An attacker drained approximately $1.7 million from Taiko's Ethereum layer-2 bridge on June 22, 2026, after a developer committed a live RSA-3072 signing key to a public GitHub repository, according to CoinDesk and CryptoTimes. Taiko confirmed the exploit and halted block production around 2 a.m. ET.

How the attacker forged the withdrawals

enclave-key.pem, an RSA-3072 private key from Taiko's Raiko prover stack, was found in the public taikoxyz/raiko GitHub repository, per CryptoTimes. Raiko uses Intel SGX hardware enclaves to generate cryptographic proofs of L2 state. With the private key, the attacker registered a malicious enclave as a legitimate prover, produced fraudulent state attestations, and used them to forge bridge withdrawal proofs that Taiko's L1 contracts accepted as valid, per Thirdweb's technical breakdown. Security firm BlockSec identified the exposed Raiko SGX enclave signing key on GitHub as the "likely root cause" of the breach, per CoinDesk.

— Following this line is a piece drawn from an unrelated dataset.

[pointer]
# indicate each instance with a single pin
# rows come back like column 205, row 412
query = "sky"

Response: bridge paused, users urged to withdraw

Taiko paused the Bridge contract (0xd60247c6848B7Ca29eDdF63AA924E53dB6Ddd8EC) and ERC20Vault (0x996282cA11E5DEb6B5D122CC3B9A1FcAAD4415Ab), halted block production, and urged all users to withdraw remaining bridge funds, according to CryptoTimes. Taiko confirmed the exploit is "fully contained" and that pending transactions are paused but not lost, then asked centralized exchanges to suspend TAIKO deposits.

TAIKO token hits all-time low

TAIKO fell more than 20% from midnight UTC on June 22 to an all-time low, per CoinDesk. CryptoTimes put the immediate post-disclosure drop at roughly 10%, with the token at $0.07294. The attacker moved approximately 2 million TAIKO (about $170,000) to MEXC exchange. Taiko's market cap stood at approximately $14.5 million at the time, making the $1.7 million loss roughly 12% of market cap.